African palm oil expansion is bad news for the continent’s primates

Ars Technica » Scientific Method 2018-08-17

Enlarge / The palm nuts satiating the world's hunger for vegetable oil and fueling habitat loss. (credit: flickr user: Carsten ten Brink)

Palm oil is ubiquitous and is set to become more so over the next few decades. The oil is used in food, cleaning, and beauty products and as biofuel, so demand is set to grow rapidly. With this skyrocketing demand comes a need for the land on which to grow more oil palms—and a threat to the ecosystems currently using that land.

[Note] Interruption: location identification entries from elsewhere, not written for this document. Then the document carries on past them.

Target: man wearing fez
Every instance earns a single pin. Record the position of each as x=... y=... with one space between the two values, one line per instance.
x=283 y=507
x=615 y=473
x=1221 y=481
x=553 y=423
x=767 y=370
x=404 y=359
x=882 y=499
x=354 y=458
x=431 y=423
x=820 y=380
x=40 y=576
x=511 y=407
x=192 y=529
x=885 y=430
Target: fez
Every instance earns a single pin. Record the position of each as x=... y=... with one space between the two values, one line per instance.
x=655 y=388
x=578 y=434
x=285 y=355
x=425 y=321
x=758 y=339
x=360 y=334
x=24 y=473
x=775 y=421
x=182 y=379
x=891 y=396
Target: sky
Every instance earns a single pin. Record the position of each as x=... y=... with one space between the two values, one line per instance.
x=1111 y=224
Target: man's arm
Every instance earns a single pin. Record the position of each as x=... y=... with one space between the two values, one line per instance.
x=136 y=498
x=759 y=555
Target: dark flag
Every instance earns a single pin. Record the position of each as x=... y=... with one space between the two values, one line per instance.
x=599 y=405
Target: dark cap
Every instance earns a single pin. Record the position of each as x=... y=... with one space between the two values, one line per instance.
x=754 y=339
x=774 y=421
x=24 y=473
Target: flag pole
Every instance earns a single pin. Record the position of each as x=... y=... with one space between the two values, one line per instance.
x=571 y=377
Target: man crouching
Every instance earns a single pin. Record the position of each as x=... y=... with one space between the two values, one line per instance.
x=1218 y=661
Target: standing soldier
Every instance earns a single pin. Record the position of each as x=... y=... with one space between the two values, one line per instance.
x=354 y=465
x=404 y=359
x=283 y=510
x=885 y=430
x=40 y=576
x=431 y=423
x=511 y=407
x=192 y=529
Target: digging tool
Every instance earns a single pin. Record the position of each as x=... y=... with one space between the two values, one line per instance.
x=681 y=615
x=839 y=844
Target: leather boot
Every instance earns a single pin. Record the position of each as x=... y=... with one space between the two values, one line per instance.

Currently, Southeast Asia is the oil palm hotspot, and the deforestation and ensuing damage in the region have been well publicized. But much of the future expansion may happen in Africa, introducing the likelihood of new conservation problems. A paper published in this week’s PNAS argues that there's a huge overlap between the land where oil palms could be grown and the land that houses the continent’s primates. “Large-scale expansion of oil palm cultivation in Africa will have unavoidable, negative effects on primates,” write Giovanni Strona and his colleagues.

Growth in demand, loss in habitat

The tree that provides us with palm oil (which is pressed from its fruit) is a tropical species. Currently, palm oil agriculture uses approximately 20 million hectares. One million hectares (or 10,000 km2) is about half the area of New Jersey; 20 million is about the area of Nebraska. Most of these plantations are in Indonesia and Malaysia.